The Problem: Claude Cowork Project Sessions Are Silos

Claude Cowork runs each project in its own sandboxed environment. Files you create in one project are not accessible from another. Claude Cowork project session transcripts are written to audit.jsonl under the host filesystem at ~/Library/Application Support/Claude/local-agent-mode-sessions/, but there is no built-in mechanism to search them, share them across projects, or even browse them from inside a session.

If you do serious work inside Cowork – debugging, architecture planning, writing – that knowledge evaporates when the sandbox recycles. You can reopen the same project and pick up where you left off, but you cannot ask “what did I decide about this in the timezone scheduler project?” from inside the the project or from another project.

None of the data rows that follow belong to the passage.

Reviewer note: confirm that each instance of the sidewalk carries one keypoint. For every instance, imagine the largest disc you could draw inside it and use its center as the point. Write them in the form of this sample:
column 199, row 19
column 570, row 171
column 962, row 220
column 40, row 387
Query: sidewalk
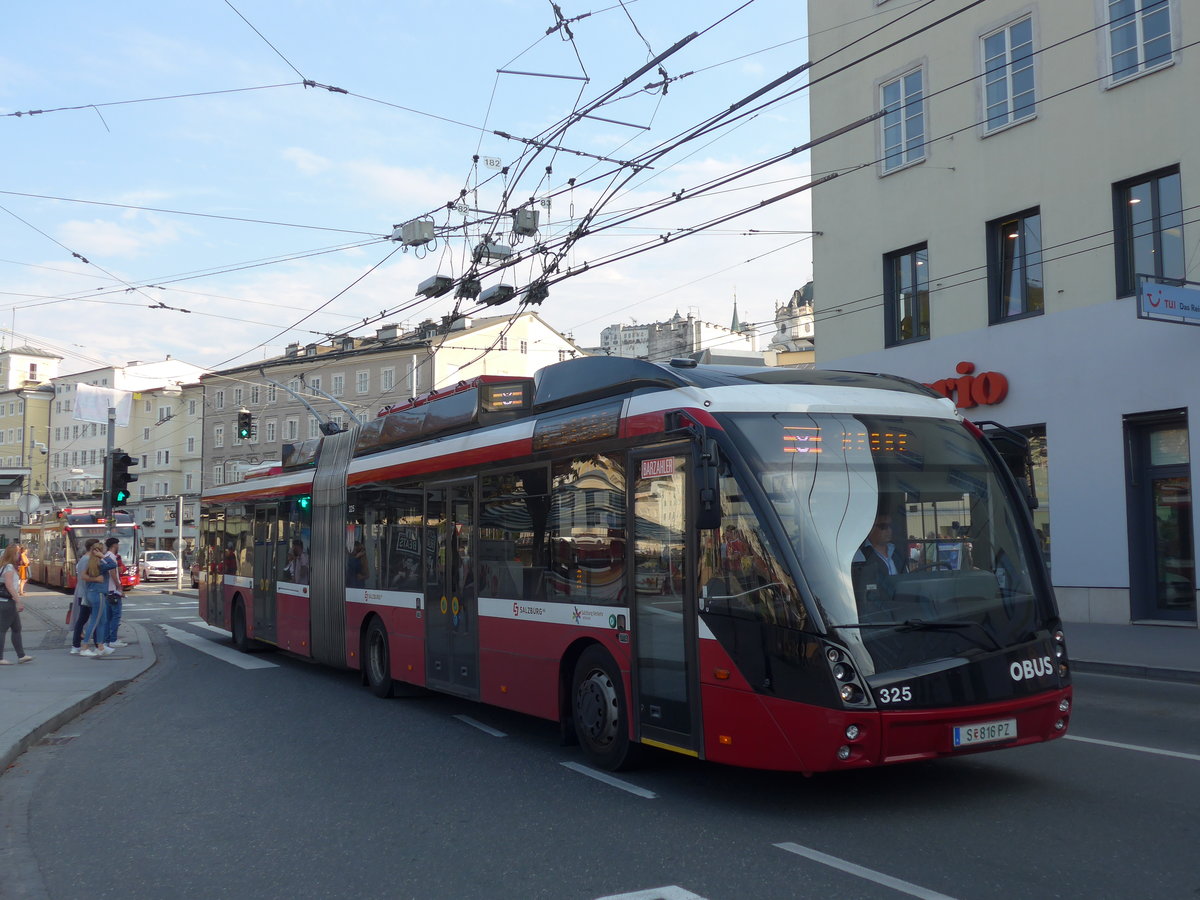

Cross-project session memory is a genuine gap. The solution I arrived at: a Cloudflare Worker that acts as a remote MCP server, giving any Cowork project read access to a shared session archive – plus the ability to back up Claude Cowork project sessions to that archive from within Cowork itself. The MCP does not touch or overwrite Cowork’s own local session files; it is a cloud backup layer, not a replacement for the local transcript.

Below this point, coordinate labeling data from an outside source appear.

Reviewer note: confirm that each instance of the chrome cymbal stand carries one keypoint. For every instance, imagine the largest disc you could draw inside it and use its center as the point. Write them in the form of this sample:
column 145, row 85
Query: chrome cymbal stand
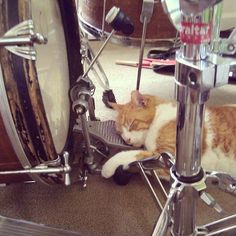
column 200, row 67
column 82, row 92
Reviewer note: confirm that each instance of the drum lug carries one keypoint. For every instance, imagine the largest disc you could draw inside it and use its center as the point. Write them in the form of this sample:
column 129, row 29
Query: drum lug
column 20, row 40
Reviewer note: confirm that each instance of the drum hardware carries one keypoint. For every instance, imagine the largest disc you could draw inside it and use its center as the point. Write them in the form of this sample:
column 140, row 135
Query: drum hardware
column 21, row 38
column 48, row 168
column 120, row 22
column 198, row 70
column 145, row 17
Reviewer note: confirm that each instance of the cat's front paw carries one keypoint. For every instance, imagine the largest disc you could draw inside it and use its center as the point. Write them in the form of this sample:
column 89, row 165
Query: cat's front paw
column 123, row 158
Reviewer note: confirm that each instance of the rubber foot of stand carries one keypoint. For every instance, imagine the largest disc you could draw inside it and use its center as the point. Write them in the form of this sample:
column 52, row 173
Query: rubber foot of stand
column 108, row 96
column 121, row 176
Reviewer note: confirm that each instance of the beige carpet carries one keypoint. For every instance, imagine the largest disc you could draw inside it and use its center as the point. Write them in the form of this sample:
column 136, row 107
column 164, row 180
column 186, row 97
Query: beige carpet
column 105, row 209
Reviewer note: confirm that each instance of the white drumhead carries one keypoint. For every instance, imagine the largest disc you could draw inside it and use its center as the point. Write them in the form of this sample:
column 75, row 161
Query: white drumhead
column 52, row 69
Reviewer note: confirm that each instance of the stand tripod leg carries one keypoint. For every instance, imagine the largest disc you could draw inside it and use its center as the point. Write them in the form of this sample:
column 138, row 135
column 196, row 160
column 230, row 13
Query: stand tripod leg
column 225, row 226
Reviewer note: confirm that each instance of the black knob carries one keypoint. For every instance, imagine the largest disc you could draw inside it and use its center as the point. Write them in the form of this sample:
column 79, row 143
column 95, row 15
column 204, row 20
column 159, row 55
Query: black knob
column 119, row 21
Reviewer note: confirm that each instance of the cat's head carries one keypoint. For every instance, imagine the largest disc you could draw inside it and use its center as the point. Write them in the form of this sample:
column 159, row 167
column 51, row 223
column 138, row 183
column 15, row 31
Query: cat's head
column 135, row 117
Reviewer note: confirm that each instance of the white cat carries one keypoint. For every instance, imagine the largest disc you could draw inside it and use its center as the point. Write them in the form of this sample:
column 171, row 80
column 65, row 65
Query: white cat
column 150, row 121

Planning the Architecture (Inside Cowork)

The planning session happened entirely inside a Claude Cowork project. I started by asking where Cowork actually stores session logs and confirming that a remote approach was the only option that would survive sandbox recycling.

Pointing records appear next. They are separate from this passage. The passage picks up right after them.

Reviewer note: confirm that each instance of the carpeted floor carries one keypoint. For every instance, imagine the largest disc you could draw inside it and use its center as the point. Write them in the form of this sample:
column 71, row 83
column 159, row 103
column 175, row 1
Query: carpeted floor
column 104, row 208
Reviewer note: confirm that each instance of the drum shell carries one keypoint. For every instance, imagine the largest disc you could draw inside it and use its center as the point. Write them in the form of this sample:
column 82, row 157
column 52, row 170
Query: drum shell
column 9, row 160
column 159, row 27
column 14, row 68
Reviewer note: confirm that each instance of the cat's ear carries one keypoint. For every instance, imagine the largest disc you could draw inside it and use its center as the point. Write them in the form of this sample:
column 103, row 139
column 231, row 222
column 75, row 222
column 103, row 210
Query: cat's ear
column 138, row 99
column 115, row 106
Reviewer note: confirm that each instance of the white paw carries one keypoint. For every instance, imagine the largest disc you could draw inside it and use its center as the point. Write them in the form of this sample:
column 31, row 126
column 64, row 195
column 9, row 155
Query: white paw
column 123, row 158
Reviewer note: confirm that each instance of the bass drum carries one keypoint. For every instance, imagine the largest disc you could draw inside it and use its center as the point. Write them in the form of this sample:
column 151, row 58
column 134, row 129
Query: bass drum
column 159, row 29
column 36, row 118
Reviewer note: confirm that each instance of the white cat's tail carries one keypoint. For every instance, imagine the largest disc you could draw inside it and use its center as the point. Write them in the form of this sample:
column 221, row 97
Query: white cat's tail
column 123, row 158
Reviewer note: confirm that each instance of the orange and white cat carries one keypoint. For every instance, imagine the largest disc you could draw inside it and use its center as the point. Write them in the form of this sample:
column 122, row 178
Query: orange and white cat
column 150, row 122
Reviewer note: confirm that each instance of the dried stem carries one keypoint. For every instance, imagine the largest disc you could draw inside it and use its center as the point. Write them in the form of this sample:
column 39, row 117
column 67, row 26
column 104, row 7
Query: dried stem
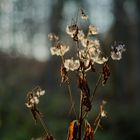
column 70, row 93
column 80, row 117
column 42, row 122
column 96, row 86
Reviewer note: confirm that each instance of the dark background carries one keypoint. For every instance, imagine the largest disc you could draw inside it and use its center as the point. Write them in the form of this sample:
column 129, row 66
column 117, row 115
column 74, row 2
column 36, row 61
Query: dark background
column 25, row 62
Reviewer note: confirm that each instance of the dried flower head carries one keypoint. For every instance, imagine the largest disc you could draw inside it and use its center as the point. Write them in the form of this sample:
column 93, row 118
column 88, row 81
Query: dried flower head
column 32, row 100
column 71, row 64
column 83, row 15
column 53, row 37
column 117, row 50
column 92, row 30
column 72, row 30
column 59, row 49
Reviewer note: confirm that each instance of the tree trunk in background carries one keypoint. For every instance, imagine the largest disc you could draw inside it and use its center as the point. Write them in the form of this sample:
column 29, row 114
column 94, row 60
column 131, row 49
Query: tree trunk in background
column 56, row 16
column 137, row 54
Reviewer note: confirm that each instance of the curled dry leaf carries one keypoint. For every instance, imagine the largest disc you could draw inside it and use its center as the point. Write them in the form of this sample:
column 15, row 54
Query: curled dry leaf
column 73, row 130
column 89, row 132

From there, the architecture evolved through five iterations:

Five approaches considered:
- MCP server only (stateless, no persistence)
- MCP server plus a host-side file watcher
- MCP server plus a Cowork scheduled task
- Plugin (MCP + skill bundled together)
- Pure skill using raw curl calls, no MCP

I settled on option 4, a plugin architecture. Cloudflare’s platform was already connected to my Cowork environment via the Cloudflare MCP, giving me native Cloudflare R2, Cloudflare D1, and Cloudflare AI Search bindings without building from scratch. The skill handles orchestration on the Cowork side; the remote Cloudflare Worker MCP server handles storage and retrieval.

The storage stack:

Cloudflare R2: raw session JSONL archives under sessions/<project>/<session>.jsonl and search-ready indexed text under indexed/<project>/<session>.txt
Cloudflare D1: SQLite metadata index for fast listing, deduplication via content hash, and sync-state tracking
Cloudflare AI Search (AutoRAG): semantic vector search across indexed text – handles chunking, embedding via Cloudflare Workers AI, and retrieval
Cloudflare Workers: the MCP server itself, exposing 5 tools over Streamable HTTP

Why remote hosting over local? env.AI.autorag() only works inside a Cloudflare Worker. Since semantic search was a core requirement, remote was the only viable path. Security was handled with bearer token auth and an Origin allowlist.

The preprocessing insight: Cloudflare AI Search indexes prose better than raw JSON. So the Cloudflare Worker pre-processes JSONL into clean human-readable text before landing it in indexed/. The raw archive under sessions/ stays byte-for-byte exact. Two copies: one for retrieval, one for accuracy.

The sync gap that almost got missed: The original plan assumed Cloudflare AI Search indexed uploads in near-real time. A cross-model review (more on this shortly) caught that the default indexing cycle is every 6 hours. Cloudflare added a manual sync API in June 2025 with a 30-second cooldown. The Cloudflare Worker now calls that API after every backup.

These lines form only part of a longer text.